At university level, however, the mathematician will be expected to think about what she or he is teaching, and to present it in a fresh way, using textbooks only as and when they may help. The mathematician David Hilbert used to design his teaching so that he never lectured on the same subject twice, and so he could use his lectures to rethink the widest possible range of maths.

Maths has expanded enormously in the last hundred years or so. Every mathematician now has to be specialised: she or he knows in detail only about a particular field of maths.

Our fortnightly maths prize for 13 October 2015 is about a problem in Ramsey theory, which is part of an area of maths called combinatorics. It’s a very active area now, important for computer science. When I studied maths at university, though, combinatorics was an obscure corner; the university offered no course in it. I’ve asked maths teachers at CoLA who’ve studied maths at university more recently, and none of them did a course in combinatorics either. You could do a university maths degree without even starting on this important area.

Here’s another story about how specialised. In Australia a few years ago, I was on a temporary contract at Brisbane State High School, which reckons itself the top academic school in the city.
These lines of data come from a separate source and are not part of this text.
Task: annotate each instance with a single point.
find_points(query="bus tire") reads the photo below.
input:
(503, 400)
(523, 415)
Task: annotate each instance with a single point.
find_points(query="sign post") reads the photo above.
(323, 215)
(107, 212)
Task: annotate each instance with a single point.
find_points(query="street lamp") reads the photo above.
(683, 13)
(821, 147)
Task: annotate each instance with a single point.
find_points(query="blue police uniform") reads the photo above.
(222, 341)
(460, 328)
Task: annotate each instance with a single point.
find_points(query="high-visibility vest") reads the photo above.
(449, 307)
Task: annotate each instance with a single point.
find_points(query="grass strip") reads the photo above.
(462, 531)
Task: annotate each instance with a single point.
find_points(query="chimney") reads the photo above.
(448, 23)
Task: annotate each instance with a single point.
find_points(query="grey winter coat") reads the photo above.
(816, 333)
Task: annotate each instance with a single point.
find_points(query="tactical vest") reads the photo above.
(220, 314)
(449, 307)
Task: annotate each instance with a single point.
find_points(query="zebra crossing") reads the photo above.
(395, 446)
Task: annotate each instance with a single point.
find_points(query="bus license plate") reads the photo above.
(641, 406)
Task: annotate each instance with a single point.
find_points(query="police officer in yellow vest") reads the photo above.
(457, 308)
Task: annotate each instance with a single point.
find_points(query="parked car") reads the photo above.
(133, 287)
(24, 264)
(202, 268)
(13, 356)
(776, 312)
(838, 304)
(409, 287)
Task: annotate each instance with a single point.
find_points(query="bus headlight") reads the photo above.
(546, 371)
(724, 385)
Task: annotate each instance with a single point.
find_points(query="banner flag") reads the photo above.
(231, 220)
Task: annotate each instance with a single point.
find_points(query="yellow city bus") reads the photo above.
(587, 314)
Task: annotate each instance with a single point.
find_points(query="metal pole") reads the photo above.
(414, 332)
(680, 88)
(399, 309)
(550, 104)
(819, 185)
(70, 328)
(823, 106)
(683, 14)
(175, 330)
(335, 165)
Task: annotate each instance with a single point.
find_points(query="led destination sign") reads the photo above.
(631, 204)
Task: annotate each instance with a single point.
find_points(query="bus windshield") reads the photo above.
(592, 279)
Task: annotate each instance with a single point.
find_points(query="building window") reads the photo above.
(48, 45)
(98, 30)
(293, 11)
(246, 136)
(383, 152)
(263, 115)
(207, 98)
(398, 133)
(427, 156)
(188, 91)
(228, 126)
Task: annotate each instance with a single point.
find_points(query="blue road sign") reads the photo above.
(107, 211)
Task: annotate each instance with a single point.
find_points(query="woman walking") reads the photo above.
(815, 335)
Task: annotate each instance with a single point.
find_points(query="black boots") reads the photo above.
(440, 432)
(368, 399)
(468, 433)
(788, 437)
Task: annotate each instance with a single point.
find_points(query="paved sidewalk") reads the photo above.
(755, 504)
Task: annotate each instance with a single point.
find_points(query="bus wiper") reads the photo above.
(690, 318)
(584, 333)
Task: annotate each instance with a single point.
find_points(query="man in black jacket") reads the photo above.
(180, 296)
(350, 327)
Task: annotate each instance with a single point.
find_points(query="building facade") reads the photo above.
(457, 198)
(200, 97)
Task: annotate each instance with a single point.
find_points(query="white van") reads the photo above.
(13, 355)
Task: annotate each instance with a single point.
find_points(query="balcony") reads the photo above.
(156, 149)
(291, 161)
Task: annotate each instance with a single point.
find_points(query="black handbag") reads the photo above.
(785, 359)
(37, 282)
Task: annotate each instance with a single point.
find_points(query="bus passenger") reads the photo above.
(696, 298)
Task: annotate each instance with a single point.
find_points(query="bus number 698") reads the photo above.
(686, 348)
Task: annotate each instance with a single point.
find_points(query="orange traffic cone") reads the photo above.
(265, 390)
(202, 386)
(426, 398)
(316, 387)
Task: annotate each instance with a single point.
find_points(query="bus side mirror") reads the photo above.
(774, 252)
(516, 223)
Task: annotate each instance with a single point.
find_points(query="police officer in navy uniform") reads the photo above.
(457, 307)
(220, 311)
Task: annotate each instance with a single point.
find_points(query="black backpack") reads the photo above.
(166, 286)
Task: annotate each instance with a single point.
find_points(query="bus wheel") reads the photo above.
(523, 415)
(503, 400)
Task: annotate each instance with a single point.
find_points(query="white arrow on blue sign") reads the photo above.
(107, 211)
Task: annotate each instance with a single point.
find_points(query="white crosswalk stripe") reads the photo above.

I discovered that an assignment on differential equations used for many years by the school had a chunk in it based on a mathematical error. I was sure it was an error; in fact I could prove it.

But I was worried that the school maths department would not want even to start reading an objection from someone there only on a temporary contract. I was wrong to worry: the other teachers read my proof. In the meantime, though, I phoned the specialist on differential equations at the local university to seek authoritative support.

Yes, she replied, what I’d written looked right. But it wasn’t quite her part of the theory of differential equations. I should ask someone else more specialised in that field, who was away on holiday… This, remember, was just for a high school assignment.

The learning about calculations which you do in school is important for maths, just as learning how to write legibly, how to touch-type, how to spell, how to punctuate, how to expand your vocabulary, is important for becoming a writer, poet, novelist, journalist, whatever.

But the maths which working mathematicians do is as much more an effort of imagination, beyond methods of calculation, as good poetry is beyond good handwriting and spelling. Or a brilliant performance at sport beyond practice routines.

David Hilbert remarked, when told that one of his students had given up maths to become a poet: “Good. He didn’t have enough imagination to be a mathematician”.

Carl Gauss, asked how he got his results, replied simply: “By systematically trying things out”. The modern French mathematician Alain Connes says that in mathematical research: “The main error to be avoided is trying to attack the problem head-on”.

What makes a good mathematician is imagination, to imagine different concepts and different ways of approaching problems. Wide knowledge, to be able to review in your mind a lot of different angles on a problem. Deft and accurate calculation, to be able to test quickly and accurately whether a method will work. And stubborn persistence, to be able to keep on trying different ideas, day after day.